Humphrey gets them up the empty freeway to Sandy’s place, and they all get out to go to their own cars. Humphrey says, “Listen, the odometer shows about a hundred and forty miles, divide it among the six of us and it’ll be really cheap—”

Really cheap,” say Tashi and Abe together.

“Yeah, so let me just figure it out here and we can even up before you guys forget.”

“Figure it out and bill me,” Sandy says, walking off toward the elevator. Even Sandy seems a little weary. “We will recompense you fully.” Arthur’s off without a word. Tashi and Abe are emptying their pockets and giving Humphrey their change, “Sure that covers wear on the brake pads, Humph?” “Don’t forget oil, Bogie, that big hog of yours just sucks the oil.” “No lie.”

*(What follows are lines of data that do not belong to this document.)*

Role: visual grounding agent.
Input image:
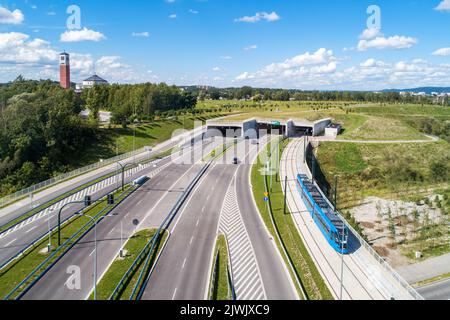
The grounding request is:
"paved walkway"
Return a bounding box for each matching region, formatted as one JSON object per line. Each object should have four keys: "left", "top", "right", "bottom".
{"left": 280, "top": 137, "right": 420, "bottom": 300}
{"left": 313, "top": 134, "right": 439, "bottom": 144}
{"left": 397, "top": 253, "right": 450, "bottom": 284}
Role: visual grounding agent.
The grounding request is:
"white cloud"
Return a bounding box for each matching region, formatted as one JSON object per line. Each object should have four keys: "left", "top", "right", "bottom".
{"left": 357, "top": 35, "right": 418, "bottom": 51}
{"left": 244, "top": 44, "right": 258, "bottom": 51}
{"left": 169, "top": 14, "right": 177, "bottom": 19}
{"left": 212, "top": 67, "right": 221, "bottom": 71}
{"left": 432, "top": 47, "right": 450, "bottom": 56}
{"left": 232, "top": 47, "right": 450, "bottom": 90}
{"left": 359, "top": 28, "right": 382, "bottom": 40}
{"left": 220, "top": 55, "right": 232, "bottom": 60}
{"left": 235, "top": 11, "right": 281, "bottom": 23}
{"left": 0, "top": 6, "right": 24, "bottom": 24}
{"left": 189, "top": 9, "right": 199, "bottom": 14}
{"left": 60, "top": 28, "right": 106, "bottom": 42}
{"left": 436, "top": 0, "right": 450, "bottom": 11}
{"left": 132, "top": 32, "right": 150, "bottom": 38}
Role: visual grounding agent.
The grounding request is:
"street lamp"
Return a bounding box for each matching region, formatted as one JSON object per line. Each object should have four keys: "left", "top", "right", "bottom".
{"left": 57, "top": 197, "right": 92, "bottom": 246}
{"left": 116, "top": 161, "right": 136, "bottom": 191}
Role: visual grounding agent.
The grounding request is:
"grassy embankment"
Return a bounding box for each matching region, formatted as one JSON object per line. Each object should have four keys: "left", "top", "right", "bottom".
{"left": 91, "top": 228, "right": 168, "bottom": 300}
{"left": 209, "top": 234, "right": 231, "bottom": 300}
{"left": 251, "top": 138, "right": 333, "bottom": 300}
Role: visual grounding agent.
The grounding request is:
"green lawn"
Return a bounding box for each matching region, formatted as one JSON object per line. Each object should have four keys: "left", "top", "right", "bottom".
{"left": 210, "top": 234, "right": 231, "bottom": 300}
{"left": 73, "top": 113, "right": 229, "bottom": 168}
{"left": 0, "top": 185, "right": 134, "bottom": 299}
{"left": 316, "top": 140, "right": 450, "bottom": 207}
{"left": 251, "top": 138, "right": 333, "bottom": 300}
{"left": 91, "top": 228, "right": 168, "bottom": 300}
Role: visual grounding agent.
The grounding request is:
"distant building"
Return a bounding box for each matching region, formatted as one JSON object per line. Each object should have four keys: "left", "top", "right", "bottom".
{"left": 82, "top": 74, "right": 109, "bottom": 89}
{"left": 59, "top": 52, "right": 70, "bottom": 89}
{"left": 325, "top": 123, "right": 342, "bottom": 138}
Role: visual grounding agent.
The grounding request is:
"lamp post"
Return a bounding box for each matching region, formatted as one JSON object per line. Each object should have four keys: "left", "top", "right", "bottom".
{"left": 57, "top": 200, "right": 87, "bottom": 246}
{"left": 116, "top": 162, "right": 136, "bottom": 191}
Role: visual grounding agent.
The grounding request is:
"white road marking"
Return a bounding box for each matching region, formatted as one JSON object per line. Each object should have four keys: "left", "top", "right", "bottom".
{"left": 25, "top": 226, "right": 38, "bottom": 234}
{"left": 189, "top": 236, "right": 194, "bottom": 245}
{"left": 172, "top": 288, "right": 178, "bottom": 300}
{"left": 89, "top": 249, "right": 95, "bottom": 257}
{"left": 5, "top": 238, "right": 17, "bottom": 247}
{"left": 182, "top": 258, "right": 187, "bottom": 269}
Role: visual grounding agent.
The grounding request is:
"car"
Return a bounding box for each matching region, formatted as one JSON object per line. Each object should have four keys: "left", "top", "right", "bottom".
{"left": 233, "top": 157, "right": 239, "bottom": 164}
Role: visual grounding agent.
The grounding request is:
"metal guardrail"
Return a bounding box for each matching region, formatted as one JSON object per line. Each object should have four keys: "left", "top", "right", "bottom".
{"left": 304, "top": 141, "right": 424, "bottom": 300}
{"left": 3, "top": 184, "right": 140, "bottom": 300}
{"left": 110, "top": 160, "right": 212, "bottom": 300}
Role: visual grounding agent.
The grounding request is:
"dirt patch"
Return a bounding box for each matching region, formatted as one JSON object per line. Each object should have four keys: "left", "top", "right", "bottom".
{"left": 350, "top": 195, "right": 446, "bottom": 268}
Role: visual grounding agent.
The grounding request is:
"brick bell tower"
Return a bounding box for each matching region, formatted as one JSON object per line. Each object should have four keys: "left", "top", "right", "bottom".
{"left": 59, "top": 52, "right": 71, "bottom": 89}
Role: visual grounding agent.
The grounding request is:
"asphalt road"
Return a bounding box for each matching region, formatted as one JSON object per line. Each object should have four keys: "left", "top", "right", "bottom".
{"left": 141, "top": 138, "right": 297, "bottom": 300}
{"left": 417, "top": 279, "right": 450, "bottom": 300}
{"left": 140, "top": 163, "right": 235, "bottom": 300}
{"left": 20, "top": 141, "right": 218, "bottom": 300}
{"left": 235, "top": 148, "right": 298, "bottom": 300}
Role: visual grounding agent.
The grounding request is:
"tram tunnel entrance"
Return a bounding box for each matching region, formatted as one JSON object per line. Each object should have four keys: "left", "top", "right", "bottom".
{"left": 257, "top": 122, "right": 286, "bottom": 136}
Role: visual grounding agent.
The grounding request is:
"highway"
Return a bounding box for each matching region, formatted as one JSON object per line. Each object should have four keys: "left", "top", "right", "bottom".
{"left": 20, "top": 140, "right": 219, "bottom": 300}
{"left": 417, "top": 279, "right": 450, "bottom": 300}
{"left": 0, "top": 128, "right": 209, "bottom": 269}
{"left": 140, "top": 137, "right": 298, "bottom": 300}
{"left": 280, "top": 137, "right": 420, "bottom": 300}
{"left": 0, "top": 125, "right": 206, "bottom": 227}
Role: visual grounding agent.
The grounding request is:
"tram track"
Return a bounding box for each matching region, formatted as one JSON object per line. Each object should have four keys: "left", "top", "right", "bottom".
{"left": 281, "top": 138, "right": 384, "bottom": 300}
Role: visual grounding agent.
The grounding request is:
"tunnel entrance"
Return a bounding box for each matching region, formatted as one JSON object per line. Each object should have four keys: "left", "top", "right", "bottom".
{"left": 292, "top": 126, "right": 314, "bottom": 137}
{"left": 205, "top": 126, "right": 242, "bottom": 138}
{"left": 257, "top": 122, "right": 286, "bottom": 136}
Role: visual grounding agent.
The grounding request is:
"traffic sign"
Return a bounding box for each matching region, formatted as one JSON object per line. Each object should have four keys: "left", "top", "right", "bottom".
{"left": 264, "top": 197, "right": 269, "bottom": 202}
{"left": 264, "top": 192, "right": 269, "bottom": 197}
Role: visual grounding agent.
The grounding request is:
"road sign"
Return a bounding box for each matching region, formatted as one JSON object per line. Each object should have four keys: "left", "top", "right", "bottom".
{"left": 264, "top": 197, "right": 269, "bottom": 202}
{"left": 264, "top": 192, "right": 269, "bottom": 197}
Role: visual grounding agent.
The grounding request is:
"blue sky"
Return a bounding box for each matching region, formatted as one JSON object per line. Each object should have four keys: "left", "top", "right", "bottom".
{"left": 0, "top": 0, "right": 450, "bottom": 90}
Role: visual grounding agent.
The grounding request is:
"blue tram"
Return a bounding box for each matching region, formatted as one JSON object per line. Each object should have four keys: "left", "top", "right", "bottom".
{"left": 296, "top": 174, "right": 349, "bottom": 254}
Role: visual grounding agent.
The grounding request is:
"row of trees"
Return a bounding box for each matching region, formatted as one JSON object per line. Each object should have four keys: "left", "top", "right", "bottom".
{"left": 190, "top": 85, "right": 449, "bottom": 105}
{"left": 81, "top": 83, "right": 197, "bottom": 125}
{"left": 0, "top": 78, "right": 95, "bottom": 196}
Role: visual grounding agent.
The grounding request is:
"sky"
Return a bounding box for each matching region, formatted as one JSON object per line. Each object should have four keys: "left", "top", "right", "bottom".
{"left": 0, "top": 0, "right": 450, "bottom": 90}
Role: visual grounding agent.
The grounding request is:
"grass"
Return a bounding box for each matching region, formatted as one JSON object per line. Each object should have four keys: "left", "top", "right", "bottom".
{"left": 0, "top": 186, "right": 133, "bottom": 299}
{"left": 91, "top": 228, "right": 168, "bottom": 300}
{"left": 413, "top": 271, "right": 450, "bottom": 288}
{"left": 210, "top": 234, "right": 231, "bottom": 300}
{"left": 75, "top": 113, "right": 229, "bottom": 168}
{"left": 316, "top": 140, "right": 450, "bottom": 206}
{"left": 251, "top": 138, "right": 333, "bottom": 300}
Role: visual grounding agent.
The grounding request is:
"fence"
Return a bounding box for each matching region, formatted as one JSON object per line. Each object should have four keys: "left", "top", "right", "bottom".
{"left": 304, "top": 140, "right": 424, "bottom": 300}
{"left": 0, "top": 147, "right": 148, "bottom": 208}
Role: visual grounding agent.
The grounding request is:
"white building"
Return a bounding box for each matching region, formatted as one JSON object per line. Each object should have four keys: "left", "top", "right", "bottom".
{"left": 82, "top": 74, "right": 109, "bottom": 89}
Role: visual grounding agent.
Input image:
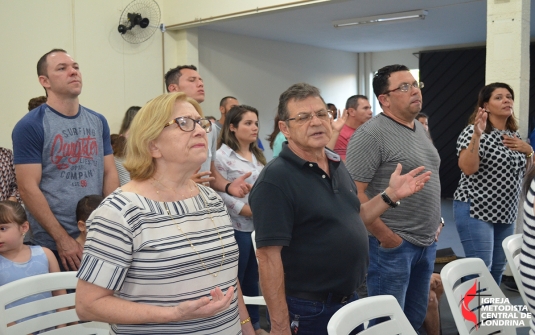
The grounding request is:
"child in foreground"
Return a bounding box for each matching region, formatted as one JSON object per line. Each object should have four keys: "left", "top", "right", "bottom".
{"left": 75, "top": 195, "right": 104, "bottom": 246}
{"left": 0, "top": 200, "right": 66, "bottom": 330}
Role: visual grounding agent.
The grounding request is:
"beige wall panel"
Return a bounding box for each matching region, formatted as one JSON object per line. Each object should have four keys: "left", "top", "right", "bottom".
{"left": 1, "top": 0, "right": 164, "bottom": 148}
{"left": 197, "top": 29, "right": 357, "bottom": 160}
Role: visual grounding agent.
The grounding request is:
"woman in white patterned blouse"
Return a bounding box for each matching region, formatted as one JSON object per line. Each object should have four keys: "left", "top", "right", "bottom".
{"left": 215, "top": 105, "right": 267, "bottom": 334}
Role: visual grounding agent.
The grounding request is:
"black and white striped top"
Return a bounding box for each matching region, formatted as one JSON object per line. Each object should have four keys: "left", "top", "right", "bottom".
{"left": 77, "top": 186, "right": 241, "bottom": 335}
{"left": 520, "top": 178, "right": 535, "bottom": 334}
{"left": 114, "top": 156, "right": 131, "bottom": 186}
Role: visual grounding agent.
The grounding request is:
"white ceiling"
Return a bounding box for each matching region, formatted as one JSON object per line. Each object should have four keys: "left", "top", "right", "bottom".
{"left": 200, "top": 0, "right": 535, "bottom": 53}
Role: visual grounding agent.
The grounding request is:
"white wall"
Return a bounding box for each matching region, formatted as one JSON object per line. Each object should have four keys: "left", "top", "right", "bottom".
{"left": 371, "top": 48, "right": 420, "bottom": 71}
{"left": 0, "top": 0, "right": 164, "bottom": 149}
{"left": 197, "top": 29, "right": 358, "bottom": 159}
{"left": 163, "top": 0, "right": 322, "bottom": 27}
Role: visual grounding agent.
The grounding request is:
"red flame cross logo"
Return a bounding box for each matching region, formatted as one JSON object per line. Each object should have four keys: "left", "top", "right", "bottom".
{"left": 461, "top": 280, "right": 479, "bottom": 330}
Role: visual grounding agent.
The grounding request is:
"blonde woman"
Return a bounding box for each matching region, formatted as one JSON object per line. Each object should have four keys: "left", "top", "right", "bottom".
{"left": 76, "top": 93, "right": 254, "bottom": 335}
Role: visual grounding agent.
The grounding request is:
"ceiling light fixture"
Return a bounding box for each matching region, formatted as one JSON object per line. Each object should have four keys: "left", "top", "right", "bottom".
{"left": 333, "top": 9, "right": 428, "bottom": 28}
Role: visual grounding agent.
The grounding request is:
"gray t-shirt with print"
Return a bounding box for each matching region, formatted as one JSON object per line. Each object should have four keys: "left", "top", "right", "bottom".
{"left": 12, "top": 104, "right": 112, "bottom": 250}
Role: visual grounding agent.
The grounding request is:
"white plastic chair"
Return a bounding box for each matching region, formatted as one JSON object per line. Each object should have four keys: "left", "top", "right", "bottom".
{"left": 0, "top": 271, "right": 110, "bottom": 335}
{"left": 502, "top": 234, "right": 529, "bottom": 307}
{"left": 326, "top": 295, "right": 415, "bottom": 335}
{"left": 441, "top": 258, "right": 525, "bottom": 335}
{"left": 243, "top": 295, "right": 267, "bottom": 306}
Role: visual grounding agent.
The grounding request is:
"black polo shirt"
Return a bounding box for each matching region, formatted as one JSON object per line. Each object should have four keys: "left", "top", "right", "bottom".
{"left": 249, "top": 143, "right": 368, "bottom": 295}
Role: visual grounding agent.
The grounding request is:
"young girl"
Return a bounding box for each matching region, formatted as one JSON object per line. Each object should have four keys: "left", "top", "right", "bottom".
{"left": 0, "top": 200, "right": 65, "bottom": 329}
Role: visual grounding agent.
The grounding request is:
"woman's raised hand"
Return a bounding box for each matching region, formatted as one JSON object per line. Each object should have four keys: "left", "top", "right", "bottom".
{"left": 473, "top": 107, "right": 488, "bottom": 137}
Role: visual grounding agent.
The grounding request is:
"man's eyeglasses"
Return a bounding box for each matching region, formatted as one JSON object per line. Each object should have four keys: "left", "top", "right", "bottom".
{"left": 163, "top": 117, "right": 212, "bottom": 133}
{"left": 286, "top": 110, "right": 332, "bottom": 124}
{"left": 382, "top": 82, "right": 424, "bottom": 95}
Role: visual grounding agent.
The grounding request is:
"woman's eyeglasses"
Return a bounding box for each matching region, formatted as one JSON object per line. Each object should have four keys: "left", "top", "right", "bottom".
{"left": 163, "top": 117, "right": 212, "bottom": 133}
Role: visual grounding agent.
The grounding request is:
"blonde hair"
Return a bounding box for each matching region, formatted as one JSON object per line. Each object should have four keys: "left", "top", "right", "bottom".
{"left": 123, "top": 92, "right": 204, "bottom": 180}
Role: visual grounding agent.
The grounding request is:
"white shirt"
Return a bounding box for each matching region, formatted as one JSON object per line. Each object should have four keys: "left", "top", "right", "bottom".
{"left": 200, "top": 127, "right": 218, "bottom": 174}
{"left": 214, "top": 143, "right": 264, "bottom": 232}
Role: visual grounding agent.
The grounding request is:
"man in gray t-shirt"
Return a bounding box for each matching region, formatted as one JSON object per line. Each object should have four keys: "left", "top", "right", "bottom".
{"left": 346, "top": 64, "right": 441, "bottom": 331}
{"left": 12, "top": 49, "right": 119, "bottom": 271}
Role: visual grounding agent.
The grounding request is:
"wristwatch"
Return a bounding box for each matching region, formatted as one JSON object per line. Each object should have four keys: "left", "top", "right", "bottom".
{"left": 380, "top": 191, "right": 400, "bottom": 208}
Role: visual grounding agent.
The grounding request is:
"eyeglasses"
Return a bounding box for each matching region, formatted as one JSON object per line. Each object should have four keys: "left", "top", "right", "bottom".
{"left": 163, "top": 117, "right": 212, "bottom": 133}
{"left": 286, "top": 110, "right": 332, "bottom": 124}
{"left": 382, "top": 82, "right": 424, "bottom": 95}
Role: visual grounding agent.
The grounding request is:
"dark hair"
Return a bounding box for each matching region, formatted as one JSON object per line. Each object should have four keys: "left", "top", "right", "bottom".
{"left": 373, "top": 64, "right": 410, "bottom": 101}
{"left": 277, "top": 83, "right": 325, "bottom": 121}
{"left": 345, "top": 95, "right": 368, "bottom": 110}
{"left": 467, "top": 82, "right": 517, "bottom": 134}
{"left": 267, "top": 115, "right": 282, "bottom": 149}
{"left": 164, "top": 65, "right": 197, "bottom": 92}
{"left": 327, "top": 103, "right": 336, "bottom": 110}
{"left": 119, "top": 106, "right": 141, "bottom": 135}
{"left": 220, "top": 96, "right": 238, "bottom": 107}
{"left": 0, "top": 201, "right": 27, "bottom": 226}
{"left": 28, "top": 96, "right": 47, "bottom": 111}
{"left": 219, "top": 105, "right": 266, "bottom": 166}
{"left": 111, "top": 134, "right": 127, "bottom": 158}
{"left": 37, "top": 48, "right": 67, "bottom": 77}
{"left": 76, "top": 195, "right": 104, "bottom": 222}
{"left": 416, "top": 113, "right": 428, "bottom": 120}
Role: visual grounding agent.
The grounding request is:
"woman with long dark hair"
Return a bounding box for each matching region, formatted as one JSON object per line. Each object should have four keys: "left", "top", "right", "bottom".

“Yeah, yeah,” Humphrey says seriously, collecting their coins. “I took all that into my calculations.” He drives off without a blink at Tash and Abe’s gibing, perfectly unaware of it. Jim laughs to see it. The guy is so perfectly unselfconscious! And of his chief characteristic!

As he walks to his car Jim marvels over it. And tracking home he wonders if everyone is, perhaps, unaware of the principle aspect of their personality, which looms too large for them to see. Yeah, it’s probably true. And if so, then what part of his own character doesn’t he see? What aspect of him do Tash and Abe giggle over, behind his back or even right in front of him, because he doesn’t even realize it’s there to be made fun of?